I am a Research Scientist in the Department of Computer Science at the University of Chicago working with Ben Zhao and Nick Feamster. My research focuses on robust and reliable machine learning. I am also interested in the application of machine learning to problems of societal interest. I completed my Ph.D. under the supervision of Prateek Mittal in the Department of Electrical and Computer Engineering at Princeton University. For an accessible overview of my research, see Research and for a full list of papers, see Publications.
News
- 09/2023: Paper on lower bounds for robust multi-class classifiers accepted to Neurips 2023 as a Spotlight!
- 07/2023: Two papers accepted to the ICML 2023 Workshop on Frontiers of Adversarial Machine Learning on lower bounds for multi-class models and feature extractors.
- 07/2023: The LEAF paper on drift mitigation in cellular networks is accepted to CoNEXT 2023. Congratulations Shinan!
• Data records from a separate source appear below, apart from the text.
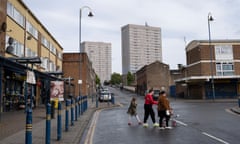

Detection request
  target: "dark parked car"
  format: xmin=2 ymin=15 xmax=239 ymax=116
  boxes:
xmin=98 ymin=91 xmax=112 ymax=102
xmin=153 ymin=90 xmax=160 ymax=101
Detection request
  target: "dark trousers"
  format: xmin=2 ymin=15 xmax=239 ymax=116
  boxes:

- 05/2023: Paper on automated censorship detection is accepted to KDD 2023. Congratulations to the team!
- 10/2022: Submitted a comment to the FTC’s ANPR on Commercial Surveillance and Data Security with Emily Wenger.
- 09/2022: Two papers accepted to Neurips 2022 on analyzing learned representations from robustly trained networks and finding naturally backdoors in image datasets!
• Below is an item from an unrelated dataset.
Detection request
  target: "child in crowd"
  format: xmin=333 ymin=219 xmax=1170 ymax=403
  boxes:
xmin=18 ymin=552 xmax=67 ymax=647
- 05/2022: Paper on poisoning attack forensics is accepted to USENIX 2022. Congratulations Shawn!
- 04/2022: Proposal on Fundamental Limits on the Robustness of Supervised Machine Learning Algorithms was awarded a grant from the C3.ai Digital Transformation Institute.
- 04/2022: Chapter on Adversarial Attacks for Anomaly Detection is forthcoming in the Springer Encyclopedia on Machine Learning and Data Science
- 01/2022: AISTATS 2022 paper on defending against model poisoning attack is up. Congratulations Ashwinee!
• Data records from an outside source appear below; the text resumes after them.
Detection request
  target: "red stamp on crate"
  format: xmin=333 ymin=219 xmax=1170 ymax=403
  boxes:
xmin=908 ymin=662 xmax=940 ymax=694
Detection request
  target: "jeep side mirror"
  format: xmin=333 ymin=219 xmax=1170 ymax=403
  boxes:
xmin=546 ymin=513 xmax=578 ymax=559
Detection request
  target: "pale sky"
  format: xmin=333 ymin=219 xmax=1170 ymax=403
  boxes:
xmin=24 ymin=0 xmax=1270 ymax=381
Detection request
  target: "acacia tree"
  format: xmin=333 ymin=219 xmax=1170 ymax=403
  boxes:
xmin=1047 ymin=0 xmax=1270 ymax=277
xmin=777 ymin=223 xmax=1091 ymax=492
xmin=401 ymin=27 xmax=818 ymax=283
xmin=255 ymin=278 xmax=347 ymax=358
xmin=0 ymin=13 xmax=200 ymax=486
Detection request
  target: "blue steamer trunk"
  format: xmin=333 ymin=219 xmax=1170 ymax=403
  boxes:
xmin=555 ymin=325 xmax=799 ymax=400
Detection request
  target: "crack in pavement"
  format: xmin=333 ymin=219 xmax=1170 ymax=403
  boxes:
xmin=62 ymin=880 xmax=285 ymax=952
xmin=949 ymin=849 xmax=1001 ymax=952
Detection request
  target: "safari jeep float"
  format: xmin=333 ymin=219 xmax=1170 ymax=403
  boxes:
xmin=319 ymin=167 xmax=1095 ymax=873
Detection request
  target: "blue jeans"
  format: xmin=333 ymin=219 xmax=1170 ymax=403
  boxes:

- 11/2021: Selected for the UChicago Rising Stars in Data Science.
- 09/2021: Paper on defenses against website fingerprinting attacks is accepted to AISec 2021. Congratulations Shawn!
- 07/2021: Paper on lower bounds on cross-entropy loss for classification with test-time attacks is appearing at IMCL 2021! Follow-up to our NeurIPS 2019 paper which introduced this line of work on fundamental lower bounds on loss in the presence of test-time attackers.
- 06/2021: Our paper on physical backdoor attacks is appearing at CVPR 2021.
- 05/2021: Runner-up for the Bede Liu Best Dissertation award from the Department of Electrical and Computer Engineering at Princeton University for my thesis The Role of Data Geometry in Adversarial Machine Learning.